# Resolving ability of the lenses



## well_dunno (Oct 7, 2012)

Hello all,

Curious whether there is any source where it is possible to find max resolving ability of the lenses. Considering that the higher the sensor resolution, the more demanding it is on the lens, how many lenses in the current Canon line-up will keep up with a 46mp sensor, I am wondering.

Cheers!


----------



## friedmud (Oct 7, 2012)

I personally like Photozone: http://www.photozone.de/

Their MTF charts are really the best.

DXO Mark is starting to get more into the lens testing business... but don't look at their actual "score" go into the raw data sections...


----------



## neuroanatomist (Oct 7, 2012)

Yes, but only for Zeiss lenses. Zeiss actually tests their lenses with (very expensive) instrumentation that tests just the lens, without it being mounted to a camera. Their published MTF curves are real, measured data from actual lenses, whereas everyone else's are _theoretical_ MTF curves (generated in silico from a mathematical model of the lens design). 

The lens review sites (all of them) use a camera to test lenses, and as sensor resolution goes up, so do/will the reported MTF estimates. 

But don't worry, we've got a long way to go before lenses become the main limitation on system resolution.


----------



## Mt Spokane Photography (Oct 8, 2012)

Canon publishes a set of MTF curves for most of their lenses. These are not measured curves, but curves plotted by computer which show what a perfect lens of that design could do. Manufactureing tolerances are certain to guarantee that no perfect lens exists.
Otherwise, Photozone, DXO, and a host of others measure the resolution of a camera - lens combination. The results are valid for only that combination of Camera body and lens, and even then, there is a lot of variation.
So, read all the test reviews, paying attention to what body was used, and you will at least have a reasonable idea of performance to expect.


----------



## gmrza (Oct 8, 2012)

neuroanatomist said:


> But don't worry, we've got a long way to go before lenses become the main limitation on system resolution.

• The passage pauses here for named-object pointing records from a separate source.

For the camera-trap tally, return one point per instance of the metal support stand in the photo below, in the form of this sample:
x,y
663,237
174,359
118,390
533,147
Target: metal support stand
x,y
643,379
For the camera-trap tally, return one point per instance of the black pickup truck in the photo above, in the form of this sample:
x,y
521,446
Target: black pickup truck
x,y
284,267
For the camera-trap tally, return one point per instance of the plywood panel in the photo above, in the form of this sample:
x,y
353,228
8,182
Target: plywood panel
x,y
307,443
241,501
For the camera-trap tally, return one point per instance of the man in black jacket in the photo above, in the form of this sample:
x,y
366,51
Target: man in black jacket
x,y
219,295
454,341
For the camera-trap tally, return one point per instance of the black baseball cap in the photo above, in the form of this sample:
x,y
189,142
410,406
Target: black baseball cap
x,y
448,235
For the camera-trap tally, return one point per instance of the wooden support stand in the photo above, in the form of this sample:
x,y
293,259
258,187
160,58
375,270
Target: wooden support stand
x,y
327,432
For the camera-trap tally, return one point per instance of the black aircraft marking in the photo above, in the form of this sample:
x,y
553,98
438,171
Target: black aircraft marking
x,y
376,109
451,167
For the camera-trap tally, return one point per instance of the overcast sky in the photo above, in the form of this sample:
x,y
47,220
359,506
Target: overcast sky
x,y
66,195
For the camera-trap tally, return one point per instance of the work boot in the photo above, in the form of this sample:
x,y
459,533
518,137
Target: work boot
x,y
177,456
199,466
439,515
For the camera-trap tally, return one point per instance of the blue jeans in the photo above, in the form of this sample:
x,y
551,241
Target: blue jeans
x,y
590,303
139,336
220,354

What may become a challenge for some however is that as the resolving abilities of lenses improve, so their prices tend to increase. Shooters on a budget may find that their wallet becomes the limiting factor in the system before availability of lenses with suitable resolving power does. - That said, it could be argued that the price-performance ratio of lenses has improved a lot.


----------



## Mt Spokane Photography (Oct 8, 2012)

gmrza said:


> neuroanatomist said:
> 
> 
> > But don't worry, we've got a long way to go before lenses become the main limitation on system resolution.
> ...


 
+1


----------



## Menace (Oct 22, 2012)

Mt Spokane Photography said:


> gmrza said:
> 
> 
> > neuroanatomist said:
> ...



+2


----------